Monday, July 28, 2008

Double Check that Bill! (Sneak)

Sneak: A possibly legal, but almost certainly underhanded and deliberately misleading way to separate people from their money.

You really have to admire the infinite creativity of those who are trying to find barely legal ways to bilk people. The latest "Sneak" came to me in the mail a few days ago, in the form of a bill from a company called Web Listings, Inc.

At least, I thought it was a bill. It listed a domain name I'd recently registered, included a "reference" number, and a "notice date," then the following very bill-like information:

HOW TO MAKE PAYMENT:

Please make checks payable to Web Listings, Inc.

Please write your reference number on the front of your check.

Enclose check in the addressed envelope provided

DO NOT SEND CASH.


Then there was a list of what my supposed "listing" included, plus a "Current Payment details" section that looked very much like what you'd see on any due bill. The amount I seemed to owe was $65.00.

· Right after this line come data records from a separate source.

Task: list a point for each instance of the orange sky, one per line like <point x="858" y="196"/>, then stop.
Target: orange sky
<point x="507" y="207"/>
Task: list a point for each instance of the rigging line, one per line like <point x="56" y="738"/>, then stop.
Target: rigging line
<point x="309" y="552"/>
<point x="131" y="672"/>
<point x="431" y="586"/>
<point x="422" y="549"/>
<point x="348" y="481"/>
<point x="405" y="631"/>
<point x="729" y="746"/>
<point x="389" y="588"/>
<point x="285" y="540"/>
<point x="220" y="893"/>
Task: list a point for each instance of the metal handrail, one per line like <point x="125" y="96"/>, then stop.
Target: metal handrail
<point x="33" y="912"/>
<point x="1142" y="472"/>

This made no sense. I still had errands to run in town, but I decided to check into this "bill" immediately. The library in Springtown has, like many libraries nowadays, computers with internet connections. Rather than go all the way home, I stopped in, logged on, Googled "Web Listings Inc" and within two minutes learned that this company is actually selling listing services, though the only indication of this is three small lines on the back of the "bill" that let you know this is a "solicitation" not an actual bill at all.

Uh-huh. I sent the following email when I got home--bold type, all caps, to indicate, as best I could, the fact that this company had made me very, very angry.

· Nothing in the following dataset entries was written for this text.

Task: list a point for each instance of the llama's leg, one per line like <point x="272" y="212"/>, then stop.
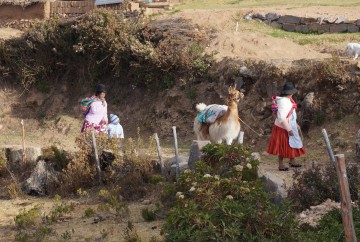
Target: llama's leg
<point x="228" y="141"/>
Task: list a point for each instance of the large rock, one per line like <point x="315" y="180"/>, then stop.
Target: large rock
<point x="289" y="19"/>
<point x="272" y="16"/>
<point x="338" y="28"/>
<point x="289" y="27"/>
<point x="319" y="28"/>
<point x="307" y="20"/>
<point x="14" y="153"/>
<point x="170" y="165"/>
<point x="41" y="177"/>
<point x="274" y="185"/>
<point x="195" y="152"/>
<point x="352" y="28"/>
<point x="302" y="28"/>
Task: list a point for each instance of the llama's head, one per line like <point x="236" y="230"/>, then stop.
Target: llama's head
<point x="234" y="94"/>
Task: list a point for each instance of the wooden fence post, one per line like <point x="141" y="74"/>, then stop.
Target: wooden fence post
<point x="328" y="146"/>
<point x="96" y="156"/>
<point x="346" y="210"/>
<point x="23" y="142"/>
<point x="158" y="148"/>
<point x="176" y="153"/>
<point x="241" y="137"/>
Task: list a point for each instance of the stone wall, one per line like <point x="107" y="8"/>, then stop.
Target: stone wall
<point x="15" y="12"/>
<point x="71" y="8"/>
<point x="308" y="25"/>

ARE YOU PEOPLE CRAZY OR JUST STUPID?

WHOSE BRIGHT IDEA WAS IT TO SEND ME WHAT LOOKS LIKE A BILL? OR ARE YOU PEOPLE JUST CROOKED ENOUGH TO THINK I'D PAY IT WITHOUT NOTICING?

A bit extreme, some might say, but I think that companies who do this kind of thing deserve to receive slightly testy emails. Besides, I suspect they'd already gotten similar communiques from other people they "soliticited" since my email came back as "undeliverable." (How fast can such a company pull an email address after that address gets flooded with "flames?" Pretty durn fast!)

The point? Never pay a "bill" from anyone unless you're sure you've actually done business with that company. Companies do occasionally change names, but check first, especially when the bill is for a service or item you don't remember buying.